Add at the end of any photorealistic prompt:

This must look like real candid photography, not AI-generated.
Imperfections: slightly uneven lighting,
natural skin texture with visible pores,
clothes with real fabric folds and wrinkles,
no perfectly symmetrical composition.

Step 4, create the /photo-gaetan skill

This skill takes one of your real pro photos as a base and drops it into a new setting via edit_image.

The workflow

  1. Pick a source photo whose lighting and angle are close to the final result
  2. Build a 4-block prompt:
    • Block 1: Subject preservation ("Keep this exact person unchanged")
    • Block 2: Scene with imperfections (mismatched chairs, someone on their phone...)
    • Block 3: Photo specs (lens, ISO, grain)
    • Block 4: Anti-AI (imperfections, asymmetry)
  3. Call edit_image with the right parameters
  4. Review and iterate if needed

Important rule: lighting and angle proximity

The bigger the gap between your source photo and the requested scene, the more the model will alter the face. For better results:

  • Outdoor golden-hour scene: outdoor source photo with warm light
  • Indoor office scene: source photo with window light
  • Conference scene: source photo with contrasty lighting

Full prompt example

Keep this exact person unchanged: face, glasses, hair,
facial hair, clothing, skin tone.
Do not alter any facial features.

Place him in a real workshop setting. He is standing,
turned slightly toward a whiteboard behind him, one hand
raised. The whiteboard is slightly out of focus.

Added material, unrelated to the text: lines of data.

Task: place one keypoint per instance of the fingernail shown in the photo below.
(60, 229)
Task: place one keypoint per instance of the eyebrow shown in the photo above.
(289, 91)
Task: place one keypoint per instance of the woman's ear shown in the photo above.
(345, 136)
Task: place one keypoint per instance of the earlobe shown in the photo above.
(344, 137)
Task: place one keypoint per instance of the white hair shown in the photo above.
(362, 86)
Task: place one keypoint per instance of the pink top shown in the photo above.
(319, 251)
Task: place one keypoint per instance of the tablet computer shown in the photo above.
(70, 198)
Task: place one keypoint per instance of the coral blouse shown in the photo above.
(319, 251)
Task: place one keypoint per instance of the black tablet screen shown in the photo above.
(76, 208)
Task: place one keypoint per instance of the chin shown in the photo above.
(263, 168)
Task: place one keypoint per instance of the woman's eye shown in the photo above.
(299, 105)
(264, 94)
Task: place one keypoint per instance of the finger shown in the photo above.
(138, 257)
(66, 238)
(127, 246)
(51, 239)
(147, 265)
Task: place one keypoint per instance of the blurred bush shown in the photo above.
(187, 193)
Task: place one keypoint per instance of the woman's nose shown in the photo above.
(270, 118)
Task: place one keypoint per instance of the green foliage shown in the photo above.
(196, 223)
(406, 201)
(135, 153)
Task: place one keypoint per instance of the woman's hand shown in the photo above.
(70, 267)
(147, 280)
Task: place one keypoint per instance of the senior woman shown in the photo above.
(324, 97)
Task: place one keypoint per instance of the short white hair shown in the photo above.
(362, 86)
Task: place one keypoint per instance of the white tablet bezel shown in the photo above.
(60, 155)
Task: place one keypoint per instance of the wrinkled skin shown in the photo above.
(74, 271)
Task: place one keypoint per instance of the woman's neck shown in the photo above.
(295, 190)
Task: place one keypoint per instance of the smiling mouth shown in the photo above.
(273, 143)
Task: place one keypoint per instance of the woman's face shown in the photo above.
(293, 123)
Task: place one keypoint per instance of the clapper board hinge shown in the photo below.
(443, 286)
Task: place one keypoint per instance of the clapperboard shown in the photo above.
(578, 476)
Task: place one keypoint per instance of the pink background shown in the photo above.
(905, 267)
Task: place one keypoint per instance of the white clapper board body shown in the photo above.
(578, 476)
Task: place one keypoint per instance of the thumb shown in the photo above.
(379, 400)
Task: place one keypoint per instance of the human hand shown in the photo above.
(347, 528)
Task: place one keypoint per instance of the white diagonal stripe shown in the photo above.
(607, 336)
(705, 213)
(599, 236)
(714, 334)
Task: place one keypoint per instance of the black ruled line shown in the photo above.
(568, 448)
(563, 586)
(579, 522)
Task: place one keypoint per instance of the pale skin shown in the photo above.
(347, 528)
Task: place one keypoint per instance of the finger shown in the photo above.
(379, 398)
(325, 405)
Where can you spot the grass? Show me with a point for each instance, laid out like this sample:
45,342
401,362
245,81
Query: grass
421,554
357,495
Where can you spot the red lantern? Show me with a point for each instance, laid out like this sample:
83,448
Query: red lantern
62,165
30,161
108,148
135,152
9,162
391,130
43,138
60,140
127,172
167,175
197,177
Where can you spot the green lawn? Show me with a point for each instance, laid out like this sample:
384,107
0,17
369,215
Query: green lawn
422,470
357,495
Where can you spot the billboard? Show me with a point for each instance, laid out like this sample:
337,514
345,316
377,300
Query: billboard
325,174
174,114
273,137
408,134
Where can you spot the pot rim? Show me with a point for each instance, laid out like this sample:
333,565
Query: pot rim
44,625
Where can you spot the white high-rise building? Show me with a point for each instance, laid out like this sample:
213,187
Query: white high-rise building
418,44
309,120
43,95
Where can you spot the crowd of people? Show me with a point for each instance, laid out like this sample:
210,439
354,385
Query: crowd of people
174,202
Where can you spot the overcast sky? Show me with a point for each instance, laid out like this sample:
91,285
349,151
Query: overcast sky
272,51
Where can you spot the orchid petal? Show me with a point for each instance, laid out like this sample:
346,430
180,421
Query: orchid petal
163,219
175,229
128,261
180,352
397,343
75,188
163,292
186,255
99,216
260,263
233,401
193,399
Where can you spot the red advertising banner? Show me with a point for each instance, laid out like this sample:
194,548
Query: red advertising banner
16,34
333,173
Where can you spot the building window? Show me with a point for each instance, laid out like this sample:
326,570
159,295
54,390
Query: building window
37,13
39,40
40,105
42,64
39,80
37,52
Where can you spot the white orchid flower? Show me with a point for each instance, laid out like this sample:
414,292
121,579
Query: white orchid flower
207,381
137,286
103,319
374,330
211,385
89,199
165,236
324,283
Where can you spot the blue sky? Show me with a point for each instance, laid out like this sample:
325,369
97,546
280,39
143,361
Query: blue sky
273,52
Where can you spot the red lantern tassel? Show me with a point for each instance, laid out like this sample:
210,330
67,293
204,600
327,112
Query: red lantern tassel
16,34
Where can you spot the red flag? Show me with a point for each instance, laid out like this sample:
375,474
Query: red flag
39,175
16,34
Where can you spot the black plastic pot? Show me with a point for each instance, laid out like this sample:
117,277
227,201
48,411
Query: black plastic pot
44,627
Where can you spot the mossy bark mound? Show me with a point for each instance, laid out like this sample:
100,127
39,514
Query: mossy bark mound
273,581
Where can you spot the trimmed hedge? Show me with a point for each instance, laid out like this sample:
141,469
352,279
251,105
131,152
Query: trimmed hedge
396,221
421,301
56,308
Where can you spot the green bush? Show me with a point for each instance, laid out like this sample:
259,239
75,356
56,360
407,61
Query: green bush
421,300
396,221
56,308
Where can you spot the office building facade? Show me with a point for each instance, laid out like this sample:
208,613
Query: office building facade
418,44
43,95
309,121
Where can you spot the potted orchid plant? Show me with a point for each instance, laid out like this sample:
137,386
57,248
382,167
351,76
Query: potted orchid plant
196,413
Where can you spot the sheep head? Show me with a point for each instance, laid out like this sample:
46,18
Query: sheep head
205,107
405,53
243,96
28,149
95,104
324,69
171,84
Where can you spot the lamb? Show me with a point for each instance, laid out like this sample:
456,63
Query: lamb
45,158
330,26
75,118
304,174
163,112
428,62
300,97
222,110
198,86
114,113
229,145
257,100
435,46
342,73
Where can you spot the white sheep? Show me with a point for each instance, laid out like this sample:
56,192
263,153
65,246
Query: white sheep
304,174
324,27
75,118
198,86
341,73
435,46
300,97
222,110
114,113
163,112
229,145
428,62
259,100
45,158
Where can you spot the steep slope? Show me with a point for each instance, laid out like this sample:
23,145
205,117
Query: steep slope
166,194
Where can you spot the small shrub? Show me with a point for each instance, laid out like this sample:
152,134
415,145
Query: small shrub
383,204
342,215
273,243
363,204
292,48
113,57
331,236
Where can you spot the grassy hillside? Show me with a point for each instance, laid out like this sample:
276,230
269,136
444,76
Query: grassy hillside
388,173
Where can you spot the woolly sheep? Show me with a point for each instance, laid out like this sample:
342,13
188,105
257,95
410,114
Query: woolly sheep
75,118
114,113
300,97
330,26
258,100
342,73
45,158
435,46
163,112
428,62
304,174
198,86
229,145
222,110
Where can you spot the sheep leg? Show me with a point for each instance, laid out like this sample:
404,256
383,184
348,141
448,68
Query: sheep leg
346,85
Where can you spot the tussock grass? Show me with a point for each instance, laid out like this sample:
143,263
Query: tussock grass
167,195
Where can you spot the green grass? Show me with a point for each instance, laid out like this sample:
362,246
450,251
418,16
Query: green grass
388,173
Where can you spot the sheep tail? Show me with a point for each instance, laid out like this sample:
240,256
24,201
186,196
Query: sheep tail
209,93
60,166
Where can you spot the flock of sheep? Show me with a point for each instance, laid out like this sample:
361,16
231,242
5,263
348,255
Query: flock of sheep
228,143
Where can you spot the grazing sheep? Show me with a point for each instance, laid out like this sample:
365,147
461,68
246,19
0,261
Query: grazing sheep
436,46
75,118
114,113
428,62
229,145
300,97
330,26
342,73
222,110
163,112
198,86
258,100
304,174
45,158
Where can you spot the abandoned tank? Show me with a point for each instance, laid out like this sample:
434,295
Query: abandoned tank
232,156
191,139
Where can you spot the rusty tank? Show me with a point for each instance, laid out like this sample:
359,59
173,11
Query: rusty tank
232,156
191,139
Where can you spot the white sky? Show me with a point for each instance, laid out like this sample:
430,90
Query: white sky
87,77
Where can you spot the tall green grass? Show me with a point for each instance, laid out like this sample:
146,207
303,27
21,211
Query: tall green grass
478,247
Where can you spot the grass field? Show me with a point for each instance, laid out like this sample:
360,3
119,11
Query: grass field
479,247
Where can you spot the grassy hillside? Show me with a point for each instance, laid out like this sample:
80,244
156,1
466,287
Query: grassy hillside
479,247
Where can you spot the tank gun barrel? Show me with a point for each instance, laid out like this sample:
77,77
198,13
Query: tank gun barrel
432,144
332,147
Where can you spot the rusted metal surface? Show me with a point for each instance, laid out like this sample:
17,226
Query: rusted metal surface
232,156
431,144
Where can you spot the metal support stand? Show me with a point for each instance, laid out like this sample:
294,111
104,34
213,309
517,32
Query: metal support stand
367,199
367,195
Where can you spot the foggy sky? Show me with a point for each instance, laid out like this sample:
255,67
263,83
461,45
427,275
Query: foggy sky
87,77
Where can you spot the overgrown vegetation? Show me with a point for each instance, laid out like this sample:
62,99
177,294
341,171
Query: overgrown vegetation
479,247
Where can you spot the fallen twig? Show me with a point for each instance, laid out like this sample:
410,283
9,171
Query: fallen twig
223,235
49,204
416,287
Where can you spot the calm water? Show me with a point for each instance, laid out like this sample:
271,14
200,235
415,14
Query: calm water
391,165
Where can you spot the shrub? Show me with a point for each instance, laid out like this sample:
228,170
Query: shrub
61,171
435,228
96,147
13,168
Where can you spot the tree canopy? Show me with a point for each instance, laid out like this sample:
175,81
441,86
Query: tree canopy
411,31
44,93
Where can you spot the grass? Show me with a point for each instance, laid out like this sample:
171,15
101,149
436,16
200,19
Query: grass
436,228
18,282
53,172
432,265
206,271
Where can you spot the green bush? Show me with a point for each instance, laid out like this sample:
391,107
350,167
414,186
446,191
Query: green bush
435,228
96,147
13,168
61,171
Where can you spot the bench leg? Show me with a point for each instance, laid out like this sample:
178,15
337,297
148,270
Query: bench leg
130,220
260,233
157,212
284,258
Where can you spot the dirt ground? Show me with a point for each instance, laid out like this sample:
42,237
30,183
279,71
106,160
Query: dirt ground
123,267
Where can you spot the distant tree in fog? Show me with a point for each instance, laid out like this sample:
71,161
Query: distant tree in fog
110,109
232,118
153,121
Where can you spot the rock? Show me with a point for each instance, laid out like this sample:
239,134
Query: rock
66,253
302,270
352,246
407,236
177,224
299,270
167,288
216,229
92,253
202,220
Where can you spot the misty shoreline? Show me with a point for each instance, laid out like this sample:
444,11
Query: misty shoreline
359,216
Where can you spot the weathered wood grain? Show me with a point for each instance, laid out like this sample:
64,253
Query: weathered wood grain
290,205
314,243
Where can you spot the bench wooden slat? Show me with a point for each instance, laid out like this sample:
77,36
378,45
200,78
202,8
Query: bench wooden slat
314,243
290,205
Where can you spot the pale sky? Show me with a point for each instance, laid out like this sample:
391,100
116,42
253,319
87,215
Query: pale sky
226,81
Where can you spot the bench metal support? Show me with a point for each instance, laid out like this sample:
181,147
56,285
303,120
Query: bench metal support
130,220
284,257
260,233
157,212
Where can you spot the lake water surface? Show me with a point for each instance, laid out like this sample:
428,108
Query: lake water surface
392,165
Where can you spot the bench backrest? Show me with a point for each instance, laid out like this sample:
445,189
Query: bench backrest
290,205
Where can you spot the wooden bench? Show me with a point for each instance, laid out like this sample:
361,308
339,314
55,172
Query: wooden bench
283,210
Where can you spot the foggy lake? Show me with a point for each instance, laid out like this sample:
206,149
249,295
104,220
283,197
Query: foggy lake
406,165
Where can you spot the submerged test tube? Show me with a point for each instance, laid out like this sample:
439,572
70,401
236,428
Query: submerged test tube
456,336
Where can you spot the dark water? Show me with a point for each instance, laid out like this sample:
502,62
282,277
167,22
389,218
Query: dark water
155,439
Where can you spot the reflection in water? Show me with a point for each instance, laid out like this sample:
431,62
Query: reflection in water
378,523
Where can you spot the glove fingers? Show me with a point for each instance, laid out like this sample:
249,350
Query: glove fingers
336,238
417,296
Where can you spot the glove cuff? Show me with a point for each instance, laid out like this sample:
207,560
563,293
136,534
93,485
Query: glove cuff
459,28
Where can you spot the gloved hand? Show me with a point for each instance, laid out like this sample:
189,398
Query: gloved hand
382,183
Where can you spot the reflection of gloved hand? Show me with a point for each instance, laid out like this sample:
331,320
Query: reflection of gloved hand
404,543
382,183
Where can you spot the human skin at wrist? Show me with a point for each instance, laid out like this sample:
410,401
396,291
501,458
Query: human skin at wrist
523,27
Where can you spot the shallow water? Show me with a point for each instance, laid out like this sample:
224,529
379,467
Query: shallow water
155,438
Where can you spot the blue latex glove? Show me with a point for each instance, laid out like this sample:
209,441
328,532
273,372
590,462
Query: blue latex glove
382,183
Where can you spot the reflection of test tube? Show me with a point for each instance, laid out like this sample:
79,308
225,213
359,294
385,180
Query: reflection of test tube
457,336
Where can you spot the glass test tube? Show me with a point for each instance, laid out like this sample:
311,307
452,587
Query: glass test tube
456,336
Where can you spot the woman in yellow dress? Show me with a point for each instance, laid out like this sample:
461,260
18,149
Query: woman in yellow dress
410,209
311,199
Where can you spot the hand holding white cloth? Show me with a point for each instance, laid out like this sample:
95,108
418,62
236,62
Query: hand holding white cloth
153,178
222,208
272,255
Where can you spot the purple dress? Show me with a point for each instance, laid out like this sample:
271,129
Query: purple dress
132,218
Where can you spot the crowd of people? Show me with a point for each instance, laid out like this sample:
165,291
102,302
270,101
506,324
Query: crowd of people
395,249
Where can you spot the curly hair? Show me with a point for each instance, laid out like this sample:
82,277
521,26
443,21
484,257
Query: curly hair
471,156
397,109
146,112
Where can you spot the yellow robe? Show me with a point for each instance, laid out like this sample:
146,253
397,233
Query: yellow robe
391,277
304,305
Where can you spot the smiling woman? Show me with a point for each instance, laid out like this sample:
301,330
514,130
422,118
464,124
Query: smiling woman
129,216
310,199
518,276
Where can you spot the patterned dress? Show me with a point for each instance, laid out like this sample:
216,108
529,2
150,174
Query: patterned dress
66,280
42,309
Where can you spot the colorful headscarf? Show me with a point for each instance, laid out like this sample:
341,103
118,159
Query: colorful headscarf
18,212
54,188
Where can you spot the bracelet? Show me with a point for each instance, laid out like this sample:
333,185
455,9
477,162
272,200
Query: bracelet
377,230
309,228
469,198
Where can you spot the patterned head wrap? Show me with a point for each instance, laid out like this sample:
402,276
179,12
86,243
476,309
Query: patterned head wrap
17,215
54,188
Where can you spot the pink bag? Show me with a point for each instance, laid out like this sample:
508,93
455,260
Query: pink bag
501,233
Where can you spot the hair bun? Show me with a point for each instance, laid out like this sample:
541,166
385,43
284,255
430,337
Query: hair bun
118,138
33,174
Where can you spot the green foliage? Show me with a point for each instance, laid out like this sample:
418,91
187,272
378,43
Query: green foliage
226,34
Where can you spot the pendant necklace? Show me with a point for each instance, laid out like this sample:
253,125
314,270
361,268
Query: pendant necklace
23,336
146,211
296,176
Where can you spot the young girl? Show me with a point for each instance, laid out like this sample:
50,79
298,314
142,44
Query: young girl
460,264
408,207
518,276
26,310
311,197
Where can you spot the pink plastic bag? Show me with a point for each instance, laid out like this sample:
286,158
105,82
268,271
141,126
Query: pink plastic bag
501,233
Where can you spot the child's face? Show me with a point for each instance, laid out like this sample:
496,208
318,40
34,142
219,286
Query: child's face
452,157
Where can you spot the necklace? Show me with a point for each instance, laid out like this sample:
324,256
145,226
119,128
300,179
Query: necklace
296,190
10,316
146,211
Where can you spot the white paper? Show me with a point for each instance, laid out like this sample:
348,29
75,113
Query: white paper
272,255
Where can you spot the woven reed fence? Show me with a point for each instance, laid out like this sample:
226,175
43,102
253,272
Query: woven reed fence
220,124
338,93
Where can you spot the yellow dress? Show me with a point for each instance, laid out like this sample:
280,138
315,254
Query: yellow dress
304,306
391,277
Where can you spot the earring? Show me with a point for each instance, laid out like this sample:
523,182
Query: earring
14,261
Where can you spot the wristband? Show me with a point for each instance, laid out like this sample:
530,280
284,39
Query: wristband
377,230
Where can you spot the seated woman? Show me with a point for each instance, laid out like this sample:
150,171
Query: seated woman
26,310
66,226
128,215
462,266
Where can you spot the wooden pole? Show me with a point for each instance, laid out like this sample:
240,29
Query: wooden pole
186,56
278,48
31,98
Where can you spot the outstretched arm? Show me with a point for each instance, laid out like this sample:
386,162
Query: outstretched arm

The room is a real French coworking space: mismatched chairs,
a long wooden table with 4-5 attendees, some with stickers
on their laptop lids, one person has a coffee cup, another
is taking notes on paper. Not everyone is paying attention.
Diverse mixed-gender audience.

Shot on Sony A7III with 35mm f/1.8 lens, shallow depth of
field, natural window light from the left, visible grain
at ISO 1600. Rule of thirds, not centered.
⚠️

Text in the image: never ask for readable text (on a whiteboard, a screen...). The model produces gibberish. Separate the visual (AI) from the text (HTML or overlay).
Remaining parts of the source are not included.